= Sam Zolotow =

American theatre critic

Samuel Tecumseh Zolotow (May 18, 1898 - October 21, 1993) was an American theater reporter for The New York Times who was known for his tenacity in getting the details about how Broadway shows were performing, relentlessly pursuing producers, press agents and the crowds attending opening nights to get the details he needed for his stories and columns during his half century at the newspaper.

==Theater reporting==
Zolotow served in the United States Navy, enlisting 6 June 1917. Zolotow rose to Pharmacist Mate 3rd class and served stateside at Naval Station Newport. He was discharged 24 December 1919 . After completing his military service, he was hired in December 1919 by The Times to work as a copyboy, though it was not until the 1930s that he had earned his own byline.

Arthur Gelb, a former theater critic and later managing editor of The Times described Zolotow as someone who could get any theater information he sought, as long as he had "a corned-beef sandwich, a cigar and a telephone... even if it took him all day and all night". Once on the phone with producer Max Gordon, trying to pump him for details with little success, Gordon had to tell Zolotow over the phone "Sam, don't look at me that way". Attending theater openings for decades, he could get his best information by working the crowds. During a 1930s call to Elmer Rice, Zolotow insisted on getting accurate numbers for Rice's current production and was left dumbfounded when Rice retorted "how much money did The New York Times take in last week?"

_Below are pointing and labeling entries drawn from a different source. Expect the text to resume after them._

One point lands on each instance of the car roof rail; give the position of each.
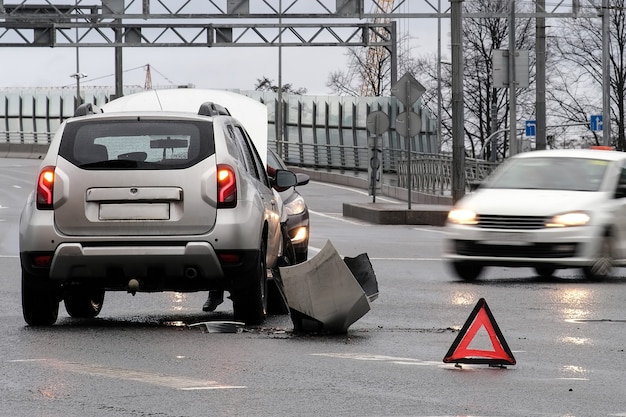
(212, 109)
(85, 109)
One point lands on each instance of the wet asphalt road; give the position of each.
(139, 357)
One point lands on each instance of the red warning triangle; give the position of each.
(461, 353)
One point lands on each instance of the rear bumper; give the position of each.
(193, 266)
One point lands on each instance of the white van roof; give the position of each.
(251, 113)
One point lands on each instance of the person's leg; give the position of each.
(215, 298)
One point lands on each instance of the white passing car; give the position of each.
(547, 210)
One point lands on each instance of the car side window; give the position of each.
(258, 163)
(248, 159)
(620, 191)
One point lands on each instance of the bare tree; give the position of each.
(577, 71)
(481, 37)
(265, 84)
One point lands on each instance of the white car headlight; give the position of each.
(462, 216)
(576, 218)
(296, 206)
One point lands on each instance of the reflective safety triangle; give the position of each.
(461, 353)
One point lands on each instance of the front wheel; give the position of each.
(40, 301)
(467, 271)
(545, 271)
(83, 302)
(250, 301)
(604, 264)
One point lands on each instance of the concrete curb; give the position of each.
(425, 209)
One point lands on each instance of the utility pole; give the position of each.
(513, 142)
(606, 75)
(458, 136)
(540, 92)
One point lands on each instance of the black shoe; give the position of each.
(212, 303)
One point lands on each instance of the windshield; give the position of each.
(552, 173)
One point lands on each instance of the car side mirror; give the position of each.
(303, 179)
(284, 179)
(620, 192)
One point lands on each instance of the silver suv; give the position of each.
(150, 201)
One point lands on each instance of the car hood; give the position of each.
(530, 202)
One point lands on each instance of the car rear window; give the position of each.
(137, 144)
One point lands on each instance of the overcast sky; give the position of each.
(218, 67)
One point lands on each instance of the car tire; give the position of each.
(467, 271)
(40, 301)
(83, 302)
(545, 271)
(250, 301)
(604, 264)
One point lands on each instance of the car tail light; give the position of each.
(226, 187)
(45, 185)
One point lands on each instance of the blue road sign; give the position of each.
(531, 126)
(596, 122)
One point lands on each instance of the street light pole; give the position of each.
(78, 75)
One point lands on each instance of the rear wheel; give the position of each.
(83, 302)
(467, 271)
(250, 301)
(604, 264)
(40, 301)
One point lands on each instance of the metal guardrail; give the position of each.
(431, 174)
(27, 137)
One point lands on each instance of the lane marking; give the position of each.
(381, 358)
(168, 381)
(341, 219)
(317, 250)
(357, 191)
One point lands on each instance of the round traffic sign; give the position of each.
(377, 122)
(408, 124)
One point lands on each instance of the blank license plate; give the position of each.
(135, 211)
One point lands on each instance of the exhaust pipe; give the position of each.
(133, 286)
(191, 273)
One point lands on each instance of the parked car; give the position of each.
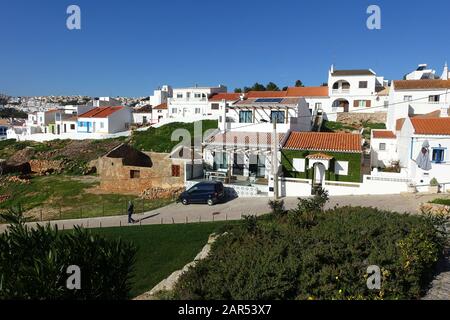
(210, 192)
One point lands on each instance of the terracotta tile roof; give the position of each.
(399, 124)
(307, 92)
(225, 96)
(319, 156)
(100, 112)
(356, 72)
(145, 109)
(162, 106)
(254, 101)
(246, 139)
(431, 126)
(434, 114)
(266, 94)
(383, 134)
(324, 141)
(421, 84)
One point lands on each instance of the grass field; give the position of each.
(162, 249)
(159, 139)
(66, 197)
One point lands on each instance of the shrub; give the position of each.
(33, 264)
(434, 182)
(329, 260)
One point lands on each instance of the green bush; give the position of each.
(328, 260)
(33, 264)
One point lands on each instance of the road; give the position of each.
(235, 209)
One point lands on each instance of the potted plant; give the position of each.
(434, 186)
(412, 188)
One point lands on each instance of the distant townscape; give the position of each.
(269, 140)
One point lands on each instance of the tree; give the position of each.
(272, 87)
(299, 83)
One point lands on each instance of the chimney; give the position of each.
(445, 73)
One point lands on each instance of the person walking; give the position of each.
(130, 212)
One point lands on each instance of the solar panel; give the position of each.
(268, 100)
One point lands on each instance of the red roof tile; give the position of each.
(383, 134)
(324, 141)
(266, 94)
(421, 84)
(225, 96)
(319, 156)
(100, 112)
(431, 126)
(307, 92)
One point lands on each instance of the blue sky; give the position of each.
(129, 48)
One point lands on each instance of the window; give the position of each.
(176, 170)
(245, 116)
(135, 174)
(363, 84)
(438, 155)
(279, 116)
(433, 99)
(341, 168)
(299, 165)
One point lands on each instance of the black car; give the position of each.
(204, 192)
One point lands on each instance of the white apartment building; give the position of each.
(356, 91)
(191, 102)
(408, 98)
(105, 120)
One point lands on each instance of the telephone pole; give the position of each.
(275, 158)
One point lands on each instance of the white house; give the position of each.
(215, 100)
(105, 120)
(409, 98)
(253, 114)
(356, 91)
(191, 102)
(317, 100)
(429, 136)
(383, 149)
(143, 115)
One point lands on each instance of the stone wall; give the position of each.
(43, 167)
(119, 178)
(353, 117)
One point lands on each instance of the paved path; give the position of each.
(235, 209)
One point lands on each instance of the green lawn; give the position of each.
(159, 139)
(66, 197)
(162, 249)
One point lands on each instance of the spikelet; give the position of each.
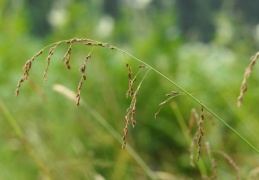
(51, 51)
(200, 134)
(83, 77)
(213, 161)
(131, 111)
(248, 71)
(26, 70)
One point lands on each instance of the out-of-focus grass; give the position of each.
(74, 146)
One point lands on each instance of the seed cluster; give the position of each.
(51, 51)
(213, 161)
(26, 70)
(83, 77)
(201, 133)
(248, 71)
(131, 111)
(130, 91)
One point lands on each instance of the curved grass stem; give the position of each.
(194, 99)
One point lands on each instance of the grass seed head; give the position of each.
(248, 71)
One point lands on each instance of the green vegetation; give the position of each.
(45, 135)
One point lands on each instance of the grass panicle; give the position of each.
(248, 71)
(51, 51)
(201, 133)
(131, 111)
(212, 160)
(83, 78)
(193, 118)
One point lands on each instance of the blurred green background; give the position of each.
(204, 46)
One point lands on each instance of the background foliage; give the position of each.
(202, 45)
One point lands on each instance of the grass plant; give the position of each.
(133, 91)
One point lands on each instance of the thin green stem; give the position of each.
(101, 120)
(193, 98)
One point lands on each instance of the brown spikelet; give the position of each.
(51, 51)
(83, 77)
(73, 40)
(125, 134)
(248, 71)
(66, 57)
(213, 161)
(131, 111)
(201, 133)
(194, 117)
(192, 144)
(130, 91)
(26, 70)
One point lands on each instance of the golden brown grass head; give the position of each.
(248, 71)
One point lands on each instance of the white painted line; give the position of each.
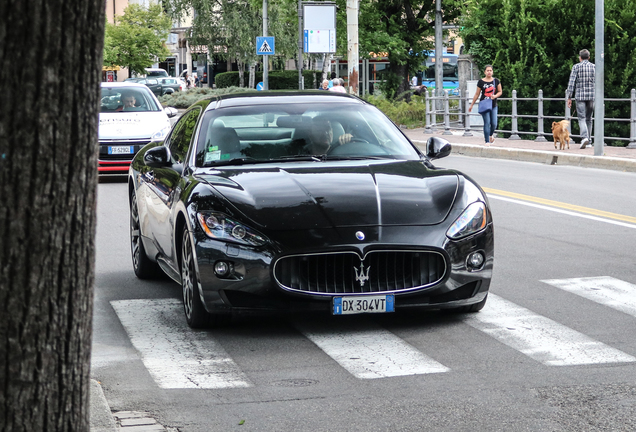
(567, 212)
(540, 338)
(368, 351)
(175, 355)
(606, 290)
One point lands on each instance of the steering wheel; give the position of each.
(358, 147)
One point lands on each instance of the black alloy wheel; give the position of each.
(196, 315)
(143, 266)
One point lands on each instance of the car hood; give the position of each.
(131, 125)
(324, 195)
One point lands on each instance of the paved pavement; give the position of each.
(614, 158)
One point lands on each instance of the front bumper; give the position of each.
(253, 287)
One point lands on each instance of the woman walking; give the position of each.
(489, 88)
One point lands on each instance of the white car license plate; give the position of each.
(363, 304)
(120, 150)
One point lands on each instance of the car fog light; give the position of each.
(222, 269)
(475, 260)
(212, 222)
(239, 232)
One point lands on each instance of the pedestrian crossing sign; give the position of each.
(265, 45)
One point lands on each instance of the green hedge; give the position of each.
(278, 80)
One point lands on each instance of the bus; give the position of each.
(426, 73)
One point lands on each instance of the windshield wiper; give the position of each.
(344, 157)
(235, 161)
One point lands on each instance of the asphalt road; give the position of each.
(553, 350)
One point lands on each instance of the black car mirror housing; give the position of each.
(157, 157)
(437, 148)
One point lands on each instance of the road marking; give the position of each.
(606, 290)
(176, 356)
(368, 351)
(547, 204)
(540, 338)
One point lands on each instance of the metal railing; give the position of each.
(461, 118)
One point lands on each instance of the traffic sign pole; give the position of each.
(265, 58)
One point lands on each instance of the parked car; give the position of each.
(306, 201)
(169, 85)
(125, 126)
(156, 73)
(152, 83)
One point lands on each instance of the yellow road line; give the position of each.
(558, 204)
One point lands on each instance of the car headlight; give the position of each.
(161, 134)
(220, 227)
(472, 220)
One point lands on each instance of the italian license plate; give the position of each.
(363, 304)
(120, 150)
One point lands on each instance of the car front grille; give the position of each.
(344, 273)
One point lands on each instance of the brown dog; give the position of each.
(560, 133)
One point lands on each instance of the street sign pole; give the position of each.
(599, 90)
(265, 58)
(300, 45)
(352, 49)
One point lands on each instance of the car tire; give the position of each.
(196, 315)
(143, 266)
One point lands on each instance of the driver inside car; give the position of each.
(322, 136)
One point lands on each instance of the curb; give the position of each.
(101, 419)
(537, 156)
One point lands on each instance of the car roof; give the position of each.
(281, 97)
(128, 84)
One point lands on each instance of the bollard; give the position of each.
(446, 114)
(540, 137)
(632, 121)
(427, 128)
(515, 130)
(464, 98)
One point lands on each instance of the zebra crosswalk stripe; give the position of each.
(605, 290)
(175, 356)
(541, 338)
(368, 351)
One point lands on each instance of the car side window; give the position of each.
(182, 135)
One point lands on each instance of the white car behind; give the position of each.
(130, 117)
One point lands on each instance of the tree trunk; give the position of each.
(51, 68)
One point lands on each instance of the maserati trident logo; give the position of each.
(361, 276)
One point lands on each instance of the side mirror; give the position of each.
(157, 157)
(170, 112)
(437, 148)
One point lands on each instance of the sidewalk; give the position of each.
(614, 158)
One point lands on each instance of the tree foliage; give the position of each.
(137, 39)
(229, 27)
(400, 28)
(533, 45)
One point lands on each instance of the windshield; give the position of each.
(287, 132)
(125, 99)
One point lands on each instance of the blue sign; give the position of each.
(265, 45)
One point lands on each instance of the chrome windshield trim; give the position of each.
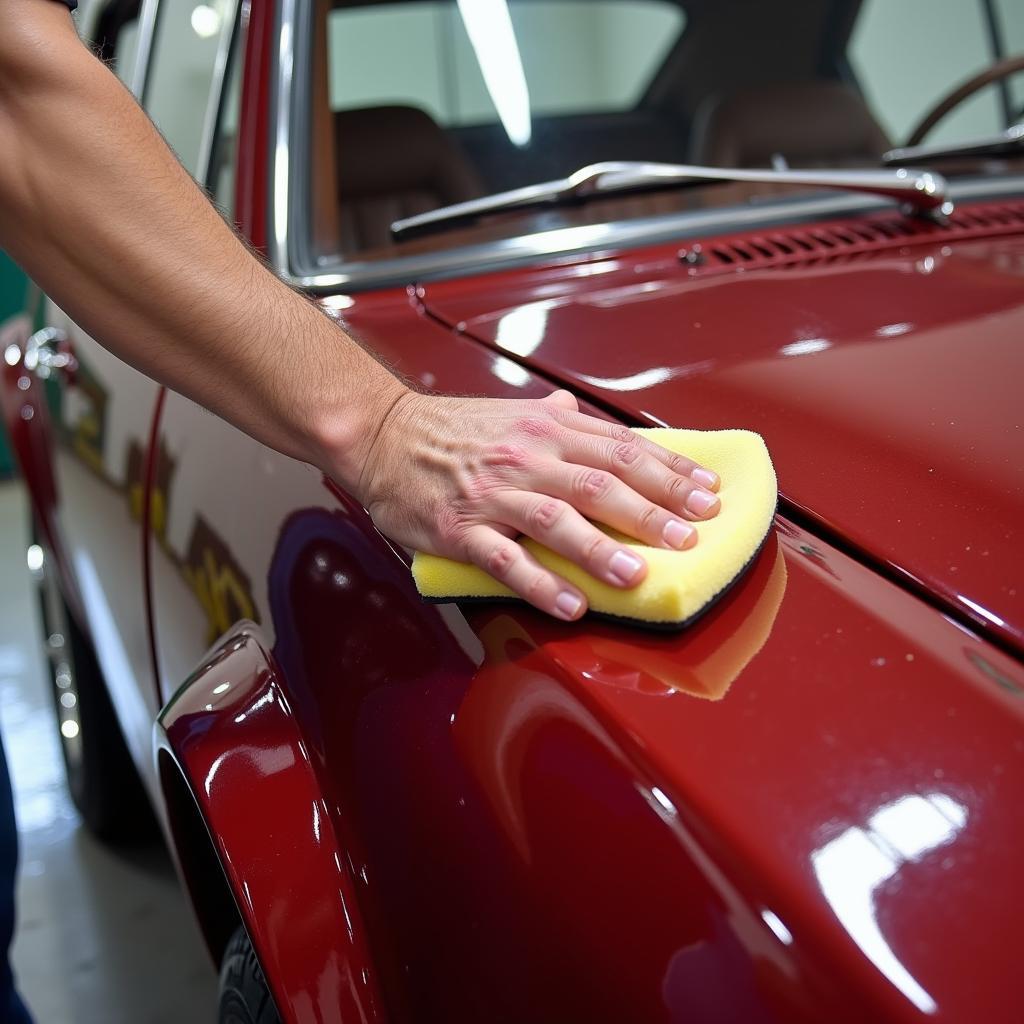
(282, 127)
(520, 250)
(146, 29)
(922, 190)
(215, 97)
(570, 242)
(1010, 139)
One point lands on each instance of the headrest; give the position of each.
(391, 150)
(809, 123)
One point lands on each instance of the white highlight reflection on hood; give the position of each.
(852, 866)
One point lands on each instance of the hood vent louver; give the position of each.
(846, 240)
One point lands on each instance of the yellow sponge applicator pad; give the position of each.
(679, 585)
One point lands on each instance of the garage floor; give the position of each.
(102, 937)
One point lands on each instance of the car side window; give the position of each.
(223, 158)
(182, 70)
(114, 37)
(908, 55)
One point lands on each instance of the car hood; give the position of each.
(887, 385)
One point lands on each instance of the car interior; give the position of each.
(778, 91)
(402, 120)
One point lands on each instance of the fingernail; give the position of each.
(677, 534)
(706, 478)
(625, 566)
(700, 503)
(567, 604)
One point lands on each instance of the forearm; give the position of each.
(161, 280)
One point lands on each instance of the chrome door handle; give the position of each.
(46, 351)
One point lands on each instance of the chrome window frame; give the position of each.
(148, 23)
(289, 140)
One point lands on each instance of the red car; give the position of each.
(805, 807)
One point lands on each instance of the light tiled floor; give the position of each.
(102, 938)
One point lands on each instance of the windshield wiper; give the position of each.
(924, 192)
(1009, 141)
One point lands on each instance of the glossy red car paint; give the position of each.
(887, 384)
(805, 808)
(230, 730)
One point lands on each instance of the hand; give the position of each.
(462, 477)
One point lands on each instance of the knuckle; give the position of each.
(593, 484)
(499, 560)
(449, 525)
(626, 454)
(536, 590)
(647, 520)
(546, 514)
(679, 487)
(594, 546)
(509, 456)
(537, 426)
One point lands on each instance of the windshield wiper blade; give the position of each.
(1009, 141)
(925, 192)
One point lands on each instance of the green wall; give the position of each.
(11, 301)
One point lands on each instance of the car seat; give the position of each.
(393, 162)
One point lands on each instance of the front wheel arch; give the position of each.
(229, 741)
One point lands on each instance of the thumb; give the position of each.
(563, 399)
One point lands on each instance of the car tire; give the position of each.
(245, 997)
(102, 779)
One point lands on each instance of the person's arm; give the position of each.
(97, 210)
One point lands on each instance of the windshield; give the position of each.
(420, 104)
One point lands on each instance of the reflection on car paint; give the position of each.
(853, 866)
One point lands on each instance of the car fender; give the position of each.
(227, 732)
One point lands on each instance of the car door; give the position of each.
(83, 427)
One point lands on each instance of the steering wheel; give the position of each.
(998, 71)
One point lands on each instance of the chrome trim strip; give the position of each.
(570, 242)
(216, 93)
(1009, 140)
(146, 29)
(923, 190)
(567, 242)
(280, 157)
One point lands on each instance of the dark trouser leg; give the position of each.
(11, 1009)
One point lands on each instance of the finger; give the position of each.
(511, 564)
(680, 464)
(632, 462)
(599, 495)
(562, 399)
(559, 526)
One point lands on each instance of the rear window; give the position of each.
(545, 56)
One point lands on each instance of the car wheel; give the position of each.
(245, 997)
(103, 781)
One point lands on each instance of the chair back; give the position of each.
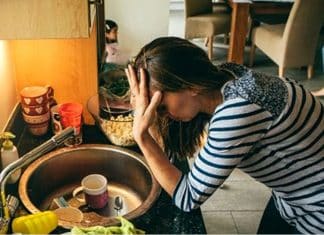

Over his 50 years with the paper, Zolotow had written five columns weekly, arriving early and doing his best to advocate for inclusion of the copy he wrote for each day's paper. He worked alongside such critics as Brooks Atkinson, Clive Barnes, George S. Kaufman, Stanley Kauffmann, Walter Kerr, Howard Taubman and Alexander Woollcott. A May 1969 retirement party was attended by 500 at the Playbill Restaurant in the Royal Manhattan Hotel, with best wishes sent by individuals from the theater, such as Alfred Lunt, Lynn Fontanne and Leslie Uggams, as well as from Mayor John Lindsay, Senator Jacob K. Javits and President Richard Nixon.

On the side, Zolotow wrote a guide for new theater productions, ran a messenger service and early on would take wagers on horses. He once left a note that he had left on vacation to spend a week at Belmont Park.

==Death==
A resident of Santa Monica, California, Zolotow died of stomach cancer on October 21, 1993, at age 94 at the Wadsworth Veterans Administration Hospital in West Los Angeles. He was survived by two daughters, two sons, eight grandchildren, and four great-grandchildren. His wife of 70 years had died in 1991.